Никто не ответил.
— Завтрак надо раздавать в одно и то же время! — заговорил Доминич. — Это точно предписано служебным уставом. Дисциплина нужна везде… По какому праву смеет оскорблять меня этот… Пусть только придет дежурный офицер. Я заявлю ему! Удивляюсь на вас, товарищ Пюнкешти! То вам всего мало, а то… слишком много. Может быть, вы считаете, что ограждение чести рабочих, членов профсоюза, при всех обстоятельствах не имеет отношения к социальному прогрессу? Почему вы молчите? Новак! Так-то вы хотите победить врага? Что это за армия без дисциплины? Подумай сам! Мы все-таки старые металлисты, а не какое-нибудь неорганизованное жулье.
Все молчали. Доминич заерзал.
— Ну ладно!.. Вопрос о кашеварах не такой уж существенный… Так вот… Новак… Я хочу сказать тебе кое-что… Подвинься ко мне… Ты был уже в уборной?
Но так как Новак и подвигаться не стал и не ответил, то сам Доминич нагнулся к нему и зашептал Новаку на ухо, да так, чтоб слышали все окружающие:
— Это в интересах каждого… Тебя тоже… И Франка… Очень важно. Жизненный вопрос… Он касается нашего движения…
Новак заколебался.
— Поди послушай, что ему надо! — посоветовал Франк.
Новак встал. Пошел с Доминичем, который после некоторого раздумья подхватил свой узел с провизией и потащил с собой. Солдаты, сидевшие на тротуаре, разглядывали длинные ноги Доминича. В тугих обмотках они выглядели совсем комично.
— Ну? — спросил Новак, когда они подошли к воротам дома. — В чем дело?
— Так вот… словом… как ты думаешь? С хорошенькой гонореей можно выбраться отсюда? Или лучше трахому заиметь?
— Что?
— Гонорея или трахома? Что лучше?
Новак молчал от изумления. Доминич, истолковав это по-своему, приблизил к нему лицо и зашептал торопливо, горячась:
— Не подумай, что я только о себе забочусь… Я ведь знаю, что такое солидарность… А вы ее дальше пустите… Ты только скажи, что лучше: гонорея или трахома? Одного человека можно привлечь к военному суду, но чем больше нас заболеет, тем это трудней. Это и есть антивоенное выступление сознательных рабочих. Ну? Здорово придумал?

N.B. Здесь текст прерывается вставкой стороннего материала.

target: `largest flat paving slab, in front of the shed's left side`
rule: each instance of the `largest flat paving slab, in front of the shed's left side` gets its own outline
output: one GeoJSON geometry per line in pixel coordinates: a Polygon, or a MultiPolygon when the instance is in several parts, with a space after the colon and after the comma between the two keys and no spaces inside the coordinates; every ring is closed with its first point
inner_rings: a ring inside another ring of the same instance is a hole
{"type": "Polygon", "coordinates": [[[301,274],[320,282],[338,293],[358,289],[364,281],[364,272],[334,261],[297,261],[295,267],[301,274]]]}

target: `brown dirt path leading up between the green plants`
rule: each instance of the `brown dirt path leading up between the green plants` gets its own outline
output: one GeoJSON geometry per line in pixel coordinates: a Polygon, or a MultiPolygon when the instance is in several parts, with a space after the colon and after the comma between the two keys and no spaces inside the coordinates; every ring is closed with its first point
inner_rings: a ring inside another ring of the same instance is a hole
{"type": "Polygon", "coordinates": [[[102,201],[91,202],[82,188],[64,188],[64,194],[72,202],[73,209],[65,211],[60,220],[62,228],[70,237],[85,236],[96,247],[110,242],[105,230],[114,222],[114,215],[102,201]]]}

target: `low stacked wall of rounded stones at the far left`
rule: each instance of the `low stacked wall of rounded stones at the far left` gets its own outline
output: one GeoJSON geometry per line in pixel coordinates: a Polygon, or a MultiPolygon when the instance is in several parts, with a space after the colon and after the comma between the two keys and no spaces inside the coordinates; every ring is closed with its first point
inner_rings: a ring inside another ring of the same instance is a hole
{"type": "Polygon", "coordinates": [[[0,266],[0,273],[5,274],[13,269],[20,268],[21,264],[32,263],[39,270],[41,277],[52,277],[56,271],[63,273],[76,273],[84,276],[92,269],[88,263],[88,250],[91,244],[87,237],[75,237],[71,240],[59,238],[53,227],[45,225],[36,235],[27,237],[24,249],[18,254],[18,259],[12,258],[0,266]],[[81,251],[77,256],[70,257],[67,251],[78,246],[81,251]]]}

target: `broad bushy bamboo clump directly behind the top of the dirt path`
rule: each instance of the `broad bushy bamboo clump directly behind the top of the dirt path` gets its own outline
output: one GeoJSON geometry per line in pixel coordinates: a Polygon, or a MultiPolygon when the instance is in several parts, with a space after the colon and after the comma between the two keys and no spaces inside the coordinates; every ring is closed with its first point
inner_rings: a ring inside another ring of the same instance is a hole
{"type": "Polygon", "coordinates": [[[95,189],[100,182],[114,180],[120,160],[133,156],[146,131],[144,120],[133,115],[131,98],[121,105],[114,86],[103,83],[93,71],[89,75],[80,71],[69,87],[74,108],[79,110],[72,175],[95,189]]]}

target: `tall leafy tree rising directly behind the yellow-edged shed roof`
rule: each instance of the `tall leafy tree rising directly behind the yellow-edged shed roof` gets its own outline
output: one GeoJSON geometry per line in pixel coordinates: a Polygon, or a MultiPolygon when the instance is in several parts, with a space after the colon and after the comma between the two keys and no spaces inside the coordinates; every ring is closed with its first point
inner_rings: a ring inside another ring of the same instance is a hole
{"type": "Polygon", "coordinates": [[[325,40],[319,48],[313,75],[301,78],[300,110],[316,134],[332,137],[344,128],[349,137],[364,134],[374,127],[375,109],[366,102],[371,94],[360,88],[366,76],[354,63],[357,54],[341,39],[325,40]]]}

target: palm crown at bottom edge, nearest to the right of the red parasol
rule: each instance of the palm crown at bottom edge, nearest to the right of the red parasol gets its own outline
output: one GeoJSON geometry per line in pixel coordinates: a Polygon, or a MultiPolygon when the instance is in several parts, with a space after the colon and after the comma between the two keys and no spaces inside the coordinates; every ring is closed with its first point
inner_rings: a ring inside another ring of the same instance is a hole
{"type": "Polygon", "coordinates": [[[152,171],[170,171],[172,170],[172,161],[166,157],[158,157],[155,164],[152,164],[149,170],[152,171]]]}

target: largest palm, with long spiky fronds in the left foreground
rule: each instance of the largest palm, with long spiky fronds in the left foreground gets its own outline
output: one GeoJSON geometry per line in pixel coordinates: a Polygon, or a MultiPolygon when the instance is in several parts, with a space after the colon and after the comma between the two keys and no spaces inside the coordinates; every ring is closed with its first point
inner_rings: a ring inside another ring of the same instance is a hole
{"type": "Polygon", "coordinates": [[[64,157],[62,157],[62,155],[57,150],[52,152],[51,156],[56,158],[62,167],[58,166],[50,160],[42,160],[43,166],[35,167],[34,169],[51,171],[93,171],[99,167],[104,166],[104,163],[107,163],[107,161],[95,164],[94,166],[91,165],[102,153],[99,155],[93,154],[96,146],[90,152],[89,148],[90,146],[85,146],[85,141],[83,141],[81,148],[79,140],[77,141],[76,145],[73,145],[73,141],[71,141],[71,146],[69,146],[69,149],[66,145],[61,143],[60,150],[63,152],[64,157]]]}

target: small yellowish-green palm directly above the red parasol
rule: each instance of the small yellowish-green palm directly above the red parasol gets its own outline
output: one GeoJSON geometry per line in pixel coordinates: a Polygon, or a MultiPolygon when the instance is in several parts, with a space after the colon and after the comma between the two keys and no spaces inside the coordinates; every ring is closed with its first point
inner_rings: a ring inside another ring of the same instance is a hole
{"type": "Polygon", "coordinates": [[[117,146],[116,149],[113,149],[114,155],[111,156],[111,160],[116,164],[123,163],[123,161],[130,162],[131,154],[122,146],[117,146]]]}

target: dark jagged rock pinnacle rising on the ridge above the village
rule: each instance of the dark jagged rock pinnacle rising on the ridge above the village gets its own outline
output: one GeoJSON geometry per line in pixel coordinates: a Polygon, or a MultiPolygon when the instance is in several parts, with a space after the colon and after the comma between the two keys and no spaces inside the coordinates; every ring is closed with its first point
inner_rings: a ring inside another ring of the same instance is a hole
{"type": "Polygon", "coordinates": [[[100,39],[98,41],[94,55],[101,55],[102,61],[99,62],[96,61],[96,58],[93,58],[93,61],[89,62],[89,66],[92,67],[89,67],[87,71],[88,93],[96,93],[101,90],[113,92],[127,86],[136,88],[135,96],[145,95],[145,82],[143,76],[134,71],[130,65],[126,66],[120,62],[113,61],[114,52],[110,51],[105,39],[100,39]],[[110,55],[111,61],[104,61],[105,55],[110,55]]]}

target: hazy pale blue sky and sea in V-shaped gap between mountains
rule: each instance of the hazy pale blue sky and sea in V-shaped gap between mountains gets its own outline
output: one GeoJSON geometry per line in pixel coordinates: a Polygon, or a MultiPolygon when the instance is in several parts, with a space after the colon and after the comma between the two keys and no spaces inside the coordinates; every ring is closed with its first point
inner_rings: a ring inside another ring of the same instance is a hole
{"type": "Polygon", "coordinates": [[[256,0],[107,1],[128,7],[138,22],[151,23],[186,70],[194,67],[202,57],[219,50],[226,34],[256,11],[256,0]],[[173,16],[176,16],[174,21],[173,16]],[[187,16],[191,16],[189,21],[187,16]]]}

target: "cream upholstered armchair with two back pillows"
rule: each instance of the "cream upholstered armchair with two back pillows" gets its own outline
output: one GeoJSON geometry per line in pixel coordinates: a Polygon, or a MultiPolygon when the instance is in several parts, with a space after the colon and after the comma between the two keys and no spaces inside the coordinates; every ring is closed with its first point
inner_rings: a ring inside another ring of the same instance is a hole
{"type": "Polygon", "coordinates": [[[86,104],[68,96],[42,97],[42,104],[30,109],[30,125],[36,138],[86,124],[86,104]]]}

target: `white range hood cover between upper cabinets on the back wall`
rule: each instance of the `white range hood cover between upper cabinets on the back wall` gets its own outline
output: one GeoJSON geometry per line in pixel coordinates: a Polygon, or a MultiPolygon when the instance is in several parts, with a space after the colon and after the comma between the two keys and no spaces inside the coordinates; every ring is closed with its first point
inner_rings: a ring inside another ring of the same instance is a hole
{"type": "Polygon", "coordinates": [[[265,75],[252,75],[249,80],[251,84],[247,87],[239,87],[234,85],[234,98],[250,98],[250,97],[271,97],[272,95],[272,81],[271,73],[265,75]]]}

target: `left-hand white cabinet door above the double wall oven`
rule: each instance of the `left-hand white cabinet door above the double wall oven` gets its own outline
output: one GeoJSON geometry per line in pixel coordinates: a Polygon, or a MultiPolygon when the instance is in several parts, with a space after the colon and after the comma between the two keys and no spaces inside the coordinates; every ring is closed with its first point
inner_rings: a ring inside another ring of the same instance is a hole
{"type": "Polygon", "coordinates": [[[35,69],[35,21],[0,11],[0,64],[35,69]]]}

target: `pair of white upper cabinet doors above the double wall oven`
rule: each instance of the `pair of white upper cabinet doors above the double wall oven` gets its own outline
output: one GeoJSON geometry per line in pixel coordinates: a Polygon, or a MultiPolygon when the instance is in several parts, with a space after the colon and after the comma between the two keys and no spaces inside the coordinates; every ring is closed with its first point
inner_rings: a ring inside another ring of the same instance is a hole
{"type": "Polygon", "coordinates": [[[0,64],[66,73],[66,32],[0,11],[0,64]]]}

Новак не ответил. Ушел. Пюнкешти с друзьями видели только, как вытягивается лицо у Доминича и как он, разинув рот, смотрит вслед Новаку, потом, отвернувшись, заходит во двор, недовольно, возмущенно качая головой.
ГЛАВА ПЯТАЯ,
в которой славные венгерские патриоты расправляются с изменниками родины
1
Камергер его величества короля и императора, один из самых молодых капитанов австро-венгерской армии, Лайош Селеши, познакомился ближе с Шандором Вайдой в середине августа.
Смуглый лицом, могучего телосложения, капитан в трезвом состоянии считался даже красивым мужчиной. Общее приятное впечатление нарушалось только его непомерным гонором да и тем, пожалуй, что с некоторых пор, после какого-то нервного потрясения, он постоянно щурил левый глаз, отчего тот казался вдвое меньше правого. Похоже было, будто этот богатырского сложения кадровый офицер чем-то постоянно недоволен.